Die Schlachter-Bibel, in der Urfassung von 1905 zuerst als Miniaturbibel bezeichnet, ist eine Bibelübersetzung aus den Ursprachen Hebräisch/Aramäisch/Altgriechisch in die deutsche Sprache. Sie wurde von dem Schweizer Prediger, Evangelisten, Autor und Zeitungsherausgeber Franz Eugen Schlachter (1859–1911) übersetzt. Schlachter stand der bibeltreuen Theologie, der Heiligungsbewegung, dem Pietismus bzw. den protestantischen Erweckungsbewegungen nahe. Er war Prediger der Evangelischen Gesellschaft des Kantons Bern, für die er als Evangelist tätig war und u. a. in Biel eine Gemeinde aufbaute, und Prediger der Freien Evangelischen Gemeinde Bern.
Geschichte
Miniaturbibel, Haus- und Handbibel
Franz Eugen Schlachter berichtet im Correspondenzblatt der A.P.S. (Alt-Prediger-Schüler) der Evangelischen Predigerschule Basel von der Entstehung der Miniaturbibel, dass er eine mit einem Leerblatt durchschossene Zürcher Bibel dazu benutzte. Ursprünglich las er die Lutherbibel und zog dann auch die Textbibel von Emil Kautzsch hinzu. Er verglich dann den Text mit den Grundtexten, Lexika, Wörterbüchern usw. und fertigte so im Laufe der Jahre eine eigene Übersetzung an, aus der die Miniaturbibel entstand. Ursprünglich hatte er geplant, die Übersetzung als Gemeinschaftswerk mit seinen ehemaligen Mitschülern der Predigerschule in Basel zu erstellen. Er las die Bibel fortlaufend in den Grundsprachen und schlug jedes Wort in guten Wörterbüchern nach. Das Buch Hiob war der erste Teil der Bibel, den er übersetzte und in einer Sonderbroschüre herausgab. Später folgten weitere Einzelteile, zum Beispiel 1901 das Buch Jesaja. 1904 schrieb er in den Brosamen von des Herrn Tisch, dass bisher als Einzelhefte Jesaja, Jeremia, Hiob, Psalter, Sprüche, Prediger, Daniel und die zwölf kleinen Propheten erschienen seien. 1902 war das Neue Testament fertiggestellt und ab Januar 1903 wurde es ausgeliefert; im Juni erschien das letzte Heft des Alten Testamentes mit Rut und 1. und 2. Samuel und im November 1905 die ganze Bibel als Erstausgabe der Miniaturbibel.

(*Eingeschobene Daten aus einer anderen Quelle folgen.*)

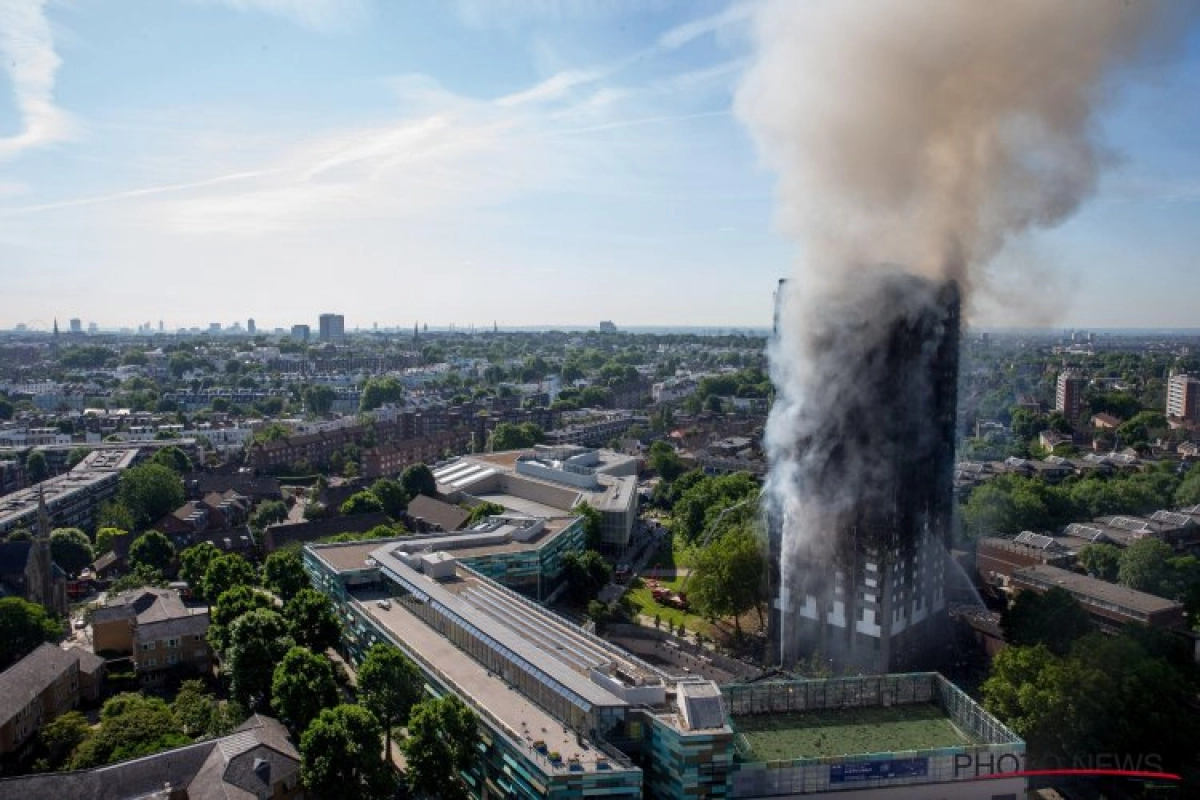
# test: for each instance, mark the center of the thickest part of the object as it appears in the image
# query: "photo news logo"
(1133, 765)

Parallel dazu gab Schlachter ein Studienblatt namens Der Schriftforscher heraus, eine Mischung aus Bibelstudienblättern und Bibellexikon. Es war vorgesehen, den lexikalischen Teil später der Miniaturbibel als Anhang beizufügen. Schlachters früher Tod verhinderte jedoch eine weitere Bearbeitung bzw. Zusammenführung von Miniaturbibel und Miniaturbibellexikon.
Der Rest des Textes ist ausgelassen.